Vitoria sait par ses confrères missionnaires ce qui se passe sur le terrain. À savoir, les excès commis par les soldats espagnols à l’encontre des Indiens et les maltraitances commises par les colons et les gouverneurs envers les mêmes populations. Et tout cela ne le laisse pas indifférent – loin de là ! Le théologien-juriste de Salamanque s’interroge, non pas à partir des titres invoqués par les colonisateurs pour légitimer l’appropriation de ce vaste empire, mais dans un cadre nouveau : celui du droit naturel, fruit de la raison humaine, tout en étant éclairé par elle. Donc commun à tous les hommes, car ce droit est rattaché à la nature humaine. Conséquemment, la dignité de chaque personne doit être reconnue quelle que soit sa culture et sa religion.
Quant au droit des gens (jus gentium), fondement du droit international moderne, il n’est que l’application du droit naturel dans un contexte particulier : la forme coutumière et universelle du droit naturel. Droit privé à l’origine il finit par inclure les relations entre les groupes, puis avec Vitoria entre les peuples (jus inter gentes). Selon sa lecture du droit des gens et du droit entre les peuples, Vitoria démontre que les Indiens, par nature libres, jouissent, comme tous les peuples de leur dominium(droit et souveraineté) sur eux-mêmes et sur leurs sociétés, leurs terres, leurs biens et autres possessions. Et de toutes ces choses, ils sont les vrais maîtres. Il y a donc violation du droit des Indiens, parce que le droit des gens s’impose aux Espagnols. Courageusement, Vitoria conclut au rejet de toute souveraineté ou prétention au pouvoir universel de l’empereur et du pape sur les Indes.
Les apports de Vitoria
La pensée de Vitoria chamboule toutes les conceptions de son temps qui dénient aux Indiens leur Dominium sur les bases supposées de leurs mœurs païennes et choquantes, leur déficience rationnelle et servitude naturelle…, tout en donnant à Las Casas (1484-1566), une assise juridique dans son combat pour la protection des peuples amérindiens. Ce dernier, homme de terrain va encore plus loin. Il ne reconnait aucun titre légitime à la présence espagnole et exigera unes restitution totale de tout ce qui a été acquis illégitimement.
Francisco de Vitoria a proposé une nouvelle lecture du droit des gens qui marque le passage de la notion traditionnelle de ce droit à sa notion moderne en tant que droit international public.
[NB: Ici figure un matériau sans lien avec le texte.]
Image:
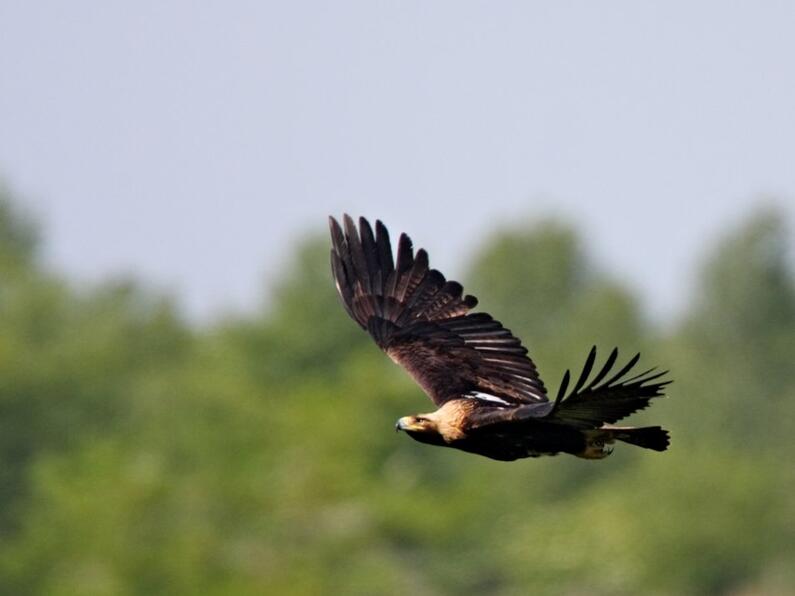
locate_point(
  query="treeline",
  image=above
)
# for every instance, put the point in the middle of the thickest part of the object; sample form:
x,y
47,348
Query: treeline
x,y
142,454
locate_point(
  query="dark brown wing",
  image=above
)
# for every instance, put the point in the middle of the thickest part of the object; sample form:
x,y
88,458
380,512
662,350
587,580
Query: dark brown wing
x,y
420,319
606,401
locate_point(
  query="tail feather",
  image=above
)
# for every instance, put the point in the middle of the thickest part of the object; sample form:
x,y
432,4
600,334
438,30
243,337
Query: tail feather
x,y
648,437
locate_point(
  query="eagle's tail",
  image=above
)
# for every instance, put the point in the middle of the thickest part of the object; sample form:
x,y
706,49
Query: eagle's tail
x,y
648,437
598,442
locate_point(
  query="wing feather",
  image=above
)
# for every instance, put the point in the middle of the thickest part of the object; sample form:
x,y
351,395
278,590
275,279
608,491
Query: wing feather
x,y
422,320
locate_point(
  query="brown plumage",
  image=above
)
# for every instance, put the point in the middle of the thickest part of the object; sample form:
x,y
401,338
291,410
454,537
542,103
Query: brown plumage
x,y
490,398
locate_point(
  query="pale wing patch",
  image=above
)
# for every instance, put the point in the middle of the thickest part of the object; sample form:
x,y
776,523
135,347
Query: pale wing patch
x,y
487,397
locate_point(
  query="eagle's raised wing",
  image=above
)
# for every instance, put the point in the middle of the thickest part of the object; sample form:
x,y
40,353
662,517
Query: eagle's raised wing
x,y
420,319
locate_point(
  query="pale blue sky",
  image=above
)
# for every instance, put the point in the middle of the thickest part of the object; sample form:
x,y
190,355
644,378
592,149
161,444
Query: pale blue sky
x,y
191,142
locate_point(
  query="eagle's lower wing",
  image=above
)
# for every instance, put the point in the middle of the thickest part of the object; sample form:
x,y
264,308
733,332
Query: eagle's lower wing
x,y
592,403
420,319
604,399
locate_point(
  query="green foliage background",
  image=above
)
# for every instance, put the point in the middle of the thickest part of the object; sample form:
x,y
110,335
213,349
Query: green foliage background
x,y
145,455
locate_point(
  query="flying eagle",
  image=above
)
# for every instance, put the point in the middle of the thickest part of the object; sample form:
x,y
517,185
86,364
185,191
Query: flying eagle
x,y
490,398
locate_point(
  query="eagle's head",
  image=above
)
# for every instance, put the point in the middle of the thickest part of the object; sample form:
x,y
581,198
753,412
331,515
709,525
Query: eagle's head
x,y
422,428
438,428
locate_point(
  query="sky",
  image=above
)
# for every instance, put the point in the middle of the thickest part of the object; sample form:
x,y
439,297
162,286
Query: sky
x,y
193,144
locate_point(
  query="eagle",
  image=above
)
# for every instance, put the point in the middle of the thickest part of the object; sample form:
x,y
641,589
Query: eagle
x,y
489,396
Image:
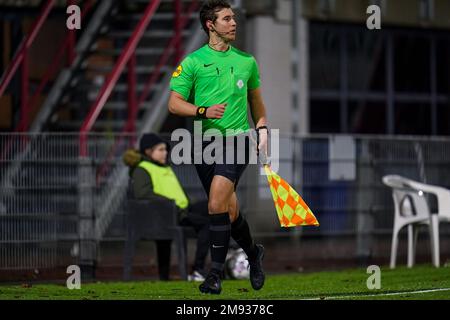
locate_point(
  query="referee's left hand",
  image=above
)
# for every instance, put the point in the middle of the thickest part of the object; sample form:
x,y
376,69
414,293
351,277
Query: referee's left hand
x,y
262,146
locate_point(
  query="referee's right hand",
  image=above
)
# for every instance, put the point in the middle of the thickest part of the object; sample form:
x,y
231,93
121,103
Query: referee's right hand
x,y
216,111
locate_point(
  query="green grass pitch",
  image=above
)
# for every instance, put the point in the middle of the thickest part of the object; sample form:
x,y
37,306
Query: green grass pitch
x,y
420,282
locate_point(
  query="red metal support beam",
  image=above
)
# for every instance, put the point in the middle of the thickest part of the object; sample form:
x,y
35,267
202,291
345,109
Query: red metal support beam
x,y
19,56
24,114
56,62
178,32
71,41
107,88
165,56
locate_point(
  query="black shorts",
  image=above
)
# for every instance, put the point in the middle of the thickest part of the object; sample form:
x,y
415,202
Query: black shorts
x,y
231,167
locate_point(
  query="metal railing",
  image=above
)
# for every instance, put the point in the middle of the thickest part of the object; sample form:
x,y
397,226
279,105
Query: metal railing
x,y
50,210
27,103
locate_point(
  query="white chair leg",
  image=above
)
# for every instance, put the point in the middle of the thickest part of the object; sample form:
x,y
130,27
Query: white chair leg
x,y
434,238
410,245
394,248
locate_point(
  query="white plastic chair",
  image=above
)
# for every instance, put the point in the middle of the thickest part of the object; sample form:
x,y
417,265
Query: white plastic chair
x,y
412,210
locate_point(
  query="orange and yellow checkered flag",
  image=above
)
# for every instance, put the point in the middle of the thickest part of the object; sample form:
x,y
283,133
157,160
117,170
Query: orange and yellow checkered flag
x,y
292,210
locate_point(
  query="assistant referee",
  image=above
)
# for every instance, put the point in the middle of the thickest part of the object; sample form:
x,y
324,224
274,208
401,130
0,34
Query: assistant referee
x,y
216,84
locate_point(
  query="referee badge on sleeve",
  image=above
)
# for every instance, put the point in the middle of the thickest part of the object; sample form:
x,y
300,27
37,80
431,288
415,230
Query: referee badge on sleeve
x,y
177,72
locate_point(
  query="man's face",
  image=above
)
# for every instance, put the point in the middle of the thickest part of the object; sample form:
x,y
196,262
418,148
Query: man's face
x,y
225,25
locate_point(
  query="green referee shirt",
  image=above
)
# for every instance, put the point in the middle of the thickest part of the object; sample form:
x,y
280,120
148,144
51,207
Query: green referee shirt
x,y
207,77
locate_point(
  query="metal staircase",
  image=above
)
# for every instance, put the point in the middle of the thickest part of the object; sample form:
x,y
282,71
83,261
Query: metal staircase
x,y
99,60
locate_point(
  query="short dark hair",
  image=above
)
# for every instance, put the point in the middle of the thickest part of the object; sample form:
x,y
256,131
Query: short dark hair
x,y
209,9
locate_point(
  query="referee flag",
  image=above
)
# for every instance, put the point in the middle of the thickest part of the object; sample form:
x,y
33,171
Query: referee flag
x,y
292,210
Une autre grande nouveauté de Vitoria (voir début de ce texte) est, sans doute, son idée d’une communauté mondiale (respublica universalis), fondée sur l’appartenance à une même nature, à une même dignité. Cinquante ans après Vitoria, le jésuite Francisco Suarez (1548-1617) a conduit cet enseignement à son terme : destination universelle des biens de la terre, droit de libre circulation de personnes, droit de commerce, caractère international de l’espace maritime (droit de la mer), etc. (Antonio Truyol Serra, le Supplément, Las Casas et Vitoria, mars 1987).
Francisco de Vitoria a mené un combat pour faire triompher le droit international en s’élevant et en nous élevant avec lui au niveau des principes les plus universels de la philosophie politique, comme le dit très justement Maurice Barbier, traducteur de ces deux fameuses leçons citées (1966) plus haut. Sa hauteur de vue peut nous permettre d’affronter les impérialistes de tous bords qui qui veulent en finir avec l’État de droit et la démocratie.
Reynolds MICHEL
1 Christophe Colomb entendait rejoindre les Indes par l’ouest, ce qui explique le nom d’Indes occidentales attribué à ces terres considérées alors attenantes des Indes.